“But, my dear Conshy”
“Hold your tongue, Tom—let me say out my say, and finish my advice—and how will you answer to my father, in your old age, when youth, and health, and wealth, may have flown, if you find any thing in this your Log calculated to bring a blush on an innocent cheek, Tom, when the time shall have for ever passed away wherein you could have remedied the injury? For Conscience will speak to you then, not as I do now, in friendly confidence, and impelled by a sincere regard for you, you right hearted, but thoughtless, slapdash vagabond.”
There must have been a great deal of absurd perplexity in my visage, as I sat receiving my rebuke, for I noticed Conshy smile, which gave me courage.
“I will reform, Conshy, and that immediately; but my moral is good, man.”
“Well, well, Tom, I will take you at your word, so set about it, set about it.”

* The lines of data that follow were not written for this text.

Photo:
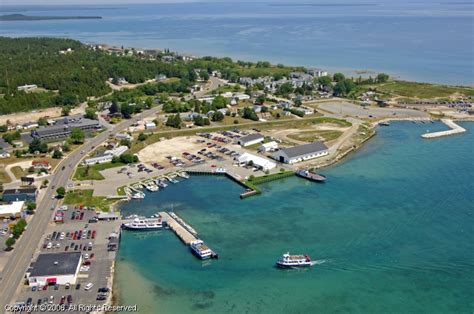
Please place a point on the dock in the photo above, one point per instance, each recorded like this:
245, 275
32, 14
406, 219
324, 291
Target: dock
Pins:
454, 129
179, 230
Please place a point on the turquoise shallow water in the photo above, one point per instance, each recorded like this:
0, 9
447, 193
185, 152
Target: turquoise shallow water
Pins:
392, 230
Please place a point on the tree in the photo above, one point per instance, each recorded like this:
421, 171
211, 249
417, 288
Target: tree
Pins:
217, 116
90, 114
37, 146
382, 78
338, 77
77, 136
142, 136
9, 243
61, 191
66, 110
57, 154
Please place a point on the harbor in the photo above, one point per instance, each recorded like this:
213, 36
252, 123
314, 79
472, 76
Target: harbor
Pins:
454, 129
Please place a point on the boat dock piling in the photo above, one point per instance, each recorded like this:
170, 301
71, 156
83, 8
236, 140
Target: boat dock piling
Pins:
454, 129
179, 230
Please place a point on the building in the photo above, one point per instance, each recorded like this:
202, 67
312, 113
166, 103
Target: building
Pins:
20, 194
27, 88
150, 125
12, 209
63, 128
55, 268
316, 72
106, 156
41, 164
257, 161
250, 139
300, 153
268, 147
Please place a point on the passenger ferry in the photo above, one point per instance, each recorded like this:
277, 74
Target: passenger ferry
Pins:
311, 176
144, 224
294, 261
201, 250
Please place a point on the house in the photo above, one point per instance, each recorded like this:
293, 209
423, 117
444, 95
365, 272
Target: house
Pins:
150, 125
107, 156
62, 128
40, 164
268, 147
12, 209
27, 88
300, 153
315, 72
250, 139
260, 162
54, 268
20, 194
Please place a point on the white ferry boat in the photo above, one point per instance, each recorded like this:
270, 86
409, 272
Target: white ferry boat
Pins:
294, 261
144, 224
201, 250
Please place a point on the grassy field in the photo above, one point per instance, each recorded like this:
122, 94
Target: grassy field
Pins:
422, 90
92, 172
84, 197
311, 136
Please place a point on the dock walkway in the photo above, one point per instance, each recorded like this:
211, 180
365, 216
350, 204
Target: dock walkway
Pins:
454, 129
179, 230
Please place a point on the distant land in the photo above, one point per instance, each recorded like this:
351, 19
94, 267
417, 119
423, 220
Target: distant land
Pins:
22, 17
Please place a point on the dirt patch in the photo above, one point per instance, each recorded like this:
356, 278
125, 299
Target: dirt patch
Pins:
158, 151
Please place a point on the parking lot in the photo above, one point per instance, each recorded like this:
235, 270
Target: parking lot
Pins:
79, 232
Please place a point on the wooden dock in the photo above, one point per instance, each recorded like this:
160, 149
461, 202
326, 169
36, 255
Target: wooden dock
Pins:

“But, Conshy—a word in your starboard lug—why don’t you go to the fountain-head—why don’t you try your hand in a curtain lecture on Old Kit North himself, the hoary sinner who seduced me?”
Conshy could no longer contain himself; the very idea of Old Kit having a conscience of any kind or description whatever, so tickled him, that he burst into a most uproarious fit of laughter, which I was in great hopes would have choked him, and thus made me well quit of him for ever. For some time I listened in great amazement, but there was something so infectious in his fun, that presently I began to laugh too, which only increased his cachinnation, so there were Conshy and I roaring, and shouting, with the tears running down our cheeks.
“Kit listen to me!—Oh, Lord”
“You are swearing, Conshy,” said I, rubbing my hands at having caught him tripping.
“And enough to make a Quaker swear,” quoth he, still laughing. “No, no, Kit never listens to me—why, he would never listen even to my father, until the gout and the Catholic Relief Bill, and last of all, the Reform Bill, broke him down, and softened his heart.”